Purpose : This study investigates an artificial intelligence (AI) assisted method to automatically identify and classify vitreous cells in uveitis with ultrahigh-resolution (UHR) optical coherence tomography (OCT). The immune system plays a major role in the inflammatory response; having a non-invasive tool to quantify different types of vitreous cells can be a game changer in uveitis care.

Methods : A 250-kHz retinal UHR-OCT prototype with 1.8 µm axial resolution (full-width-half-maximum in tissue) was used to image cells in vitro and in vivo. Leukocytes were separated from a human blood sample and sorted with a flow cytometer. Cell suspensions of neutrophils, lymphocytes, and monocytes were placed into cuvettes and imaged with OCT. A volumetric scan pattern (1 mm × 1 mm, 500 raster lines of 1000 axial scans each) was used. Custom-designed software algorithms were developed to automatically locate cells in the OCT volume as hyperreflective spots. For each cell, a 3-dimensional volume of 16×8×4 (axial × transverse × lateral) voxels, whose center matched the center of individual cells, were extracted from the OCT image. A lightweight convolutional neural network (CNN) model was developed to classify the types of inflammatory cells (details in a separate ARVO abstract). In the clinical study, the posterior vitreous of patients with panuveitis or posterior uveitis and active inflammation was imaged with OCT. Vitreous cells were detected and analyzed by the same automated software. The percentage composition of the vitreous inflammatory cells was estimated.

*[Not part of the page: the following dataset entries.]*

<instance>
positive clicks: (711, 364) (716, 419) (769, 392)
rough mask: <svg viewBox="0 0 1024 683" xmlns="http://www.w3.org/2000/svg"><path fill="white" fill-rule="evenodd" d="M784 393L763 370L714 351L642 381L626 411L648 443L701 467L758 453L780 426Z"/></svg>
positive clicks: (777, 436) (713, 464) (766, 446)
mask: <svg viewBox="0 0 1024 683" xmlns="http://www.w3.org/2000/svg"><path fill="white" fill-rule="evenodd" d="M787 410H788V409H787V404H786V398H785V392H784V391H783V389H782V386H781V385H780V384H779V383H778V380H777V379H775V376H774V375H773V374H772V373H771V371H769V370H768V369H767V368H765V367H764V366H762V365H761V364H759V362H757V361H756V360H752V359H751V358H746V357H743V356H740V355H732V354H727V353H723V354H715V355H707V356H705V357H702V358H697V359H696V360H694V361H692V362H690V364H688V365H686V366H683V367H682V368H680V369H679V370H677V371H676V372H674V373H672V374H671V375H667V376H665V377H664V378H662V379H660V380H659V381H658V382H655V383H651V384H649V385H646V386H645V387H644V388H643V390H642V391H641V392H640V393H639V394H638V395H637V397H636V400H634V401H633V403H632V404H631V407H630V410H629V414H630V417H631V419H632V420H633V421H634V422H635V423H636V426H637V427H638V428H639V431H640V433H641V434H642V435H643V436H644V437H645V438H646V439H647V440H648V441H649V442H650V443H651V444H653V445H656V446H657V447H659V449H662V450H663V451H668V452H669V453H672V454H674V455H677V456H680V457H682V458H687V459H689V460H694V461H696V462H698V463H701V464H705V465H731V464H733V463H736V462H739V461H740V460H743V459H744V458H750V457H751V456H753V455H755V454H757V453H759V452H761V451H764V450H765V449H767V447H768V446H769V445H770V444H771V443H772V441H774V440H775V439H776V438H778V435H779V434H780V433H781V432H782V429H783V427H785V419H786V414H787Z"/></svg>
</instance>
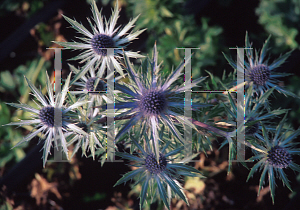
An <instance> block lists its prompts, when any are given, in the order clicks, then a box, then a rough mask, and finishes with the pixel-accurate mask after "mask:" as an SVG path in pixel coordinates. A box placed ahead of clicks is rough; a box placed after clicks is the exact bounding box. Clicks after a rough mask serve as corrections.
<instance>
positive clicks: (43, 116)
mask: <svg viewBox="0 0 300 210" xmlns="http://www.w3.org/2000/svg"><path fill="white" fill-rule="evenodd" d="M39 118H40V120H41V121H42V123H43V124H44V125H46V126H48V127H54V107H52V106H46V107H43V108H42V109H41V110H40V113H39Z"/></svg>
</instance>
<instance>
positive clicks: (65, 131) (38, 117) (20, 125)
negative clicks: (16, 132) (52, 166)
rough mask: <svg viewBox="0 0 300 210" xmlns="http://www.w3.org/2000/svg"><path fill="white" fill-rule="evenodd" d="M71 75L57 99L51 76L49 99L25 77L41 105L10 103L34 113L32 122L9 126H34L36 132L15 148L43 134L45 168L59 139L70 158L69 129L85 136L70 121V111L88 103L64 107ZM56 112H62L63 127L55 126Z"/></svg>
mask: <svg viewBox="0 0 300 210" xmlns="http://www.w3.org/2000/svg"><path fill="white" fill-rule="evenodd" d="M70 78H71V74H70V75H69V76H68V78H67V80H66V82H65V85H64V87H63V90H62V92H61V93H58V94H57V95H56V96H55V97H54V95H53V88H52V85H51V83H50V80H49V76H48V74H47V92H48V97H49V98H47V99H46V98H45V97H44V96H43V94H42V93H41V92H40V91H39V90H38V89H37V88H36V87H35V86H34V85H33V84H32V83H31V82H30V81H29V80H28V79H27V78H26V77H25V79H26V81H27V84H28V86H29V88H30V89H31V91H32V93H33V95H34V97H35V98H36V99H37V101H38V102H39V103H37V102H36V105H37V108H34V107H32V106H30V105H27V104H16V103H8V104H9V105H11V106H13V107H16V108H19V109H22V110H24V111H28V112H31V113H33V114H32V118H33V119H32V120H21V121H19V122H12V123H9V124H7V125H19V126H22V125H34V126H35V127H34V128H35V129H36V130H35V131H34V132H32V133H30V134H28V135H27V136H26V137H25V138H23V139H22V140H21V141H20V142H19V143H17V144H16V145H15V146H14V147H16V146H19V145H20V144H22V143H24V142H26V141H30V140H31V139H32V138H34V137H35V136H37V135H38V134H39V133H43V134H44V135H45V143H44V152H43V164H44V167H45V164H46V161H47V158H48V155H49V153H50V148H51V146H52V142H53V141H54V142H55V144H56V146H58V145H57V138H59V139H60V142H61V146H62V148H63V151H64V153H65V154H66V156H67V157H68V149H67V142H66V139H65V136H66V135H65V134H66V133H65V132H66V131H67V129H68V128H69V129H71V130H72V131H73V132H78V133H82V134H85V132H83V131H82V130H81V129H80V128H78V127H77V126H76V125H74V124H73V123H72V121H71V120H70V114H71V113H70V111H71V110H72V109H74V108H76V107H79V106H82V105H83V104H85V103H87V102H86V101H77V102H76V103H74V104H72V105H71V106H69V107H66V106H65V105H64V101H65V97H66V94H67V92H68V88H69V83H70ZM55 112H61V116H62V118H61V126H57V125H55V119H54V115H55Z"/></svg>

Results : Our study scanned three patients with posterior vitreous cells. One patient was diagnosed with Birdshot chorioretinopathy, one with chronic posterior uveitis, and the other one with chronic panuveitis. The CNN model detected predominantly lymphocytes (range 60.5% to 94.4%) in UHR-OCT images of the posterior vitreous for all three patients. These results aligned with the clinical information.

Conclusions : AI-assisted UHR-OCT objectively quantified and classified posterior inflammatory cells. It can provide a useful non-invasive diagnostic biomarker to aid uveitis treatment decisions, understand the clinical course of diseases, and follow patients over time. Future studies are needed to investigate this method with a larger patient sample size and more uveitis disease diversity.

This abstract was presented at the 2024 ARVO Imaging in the Eye Conference, held in Seattle, WA, May 4, 2024.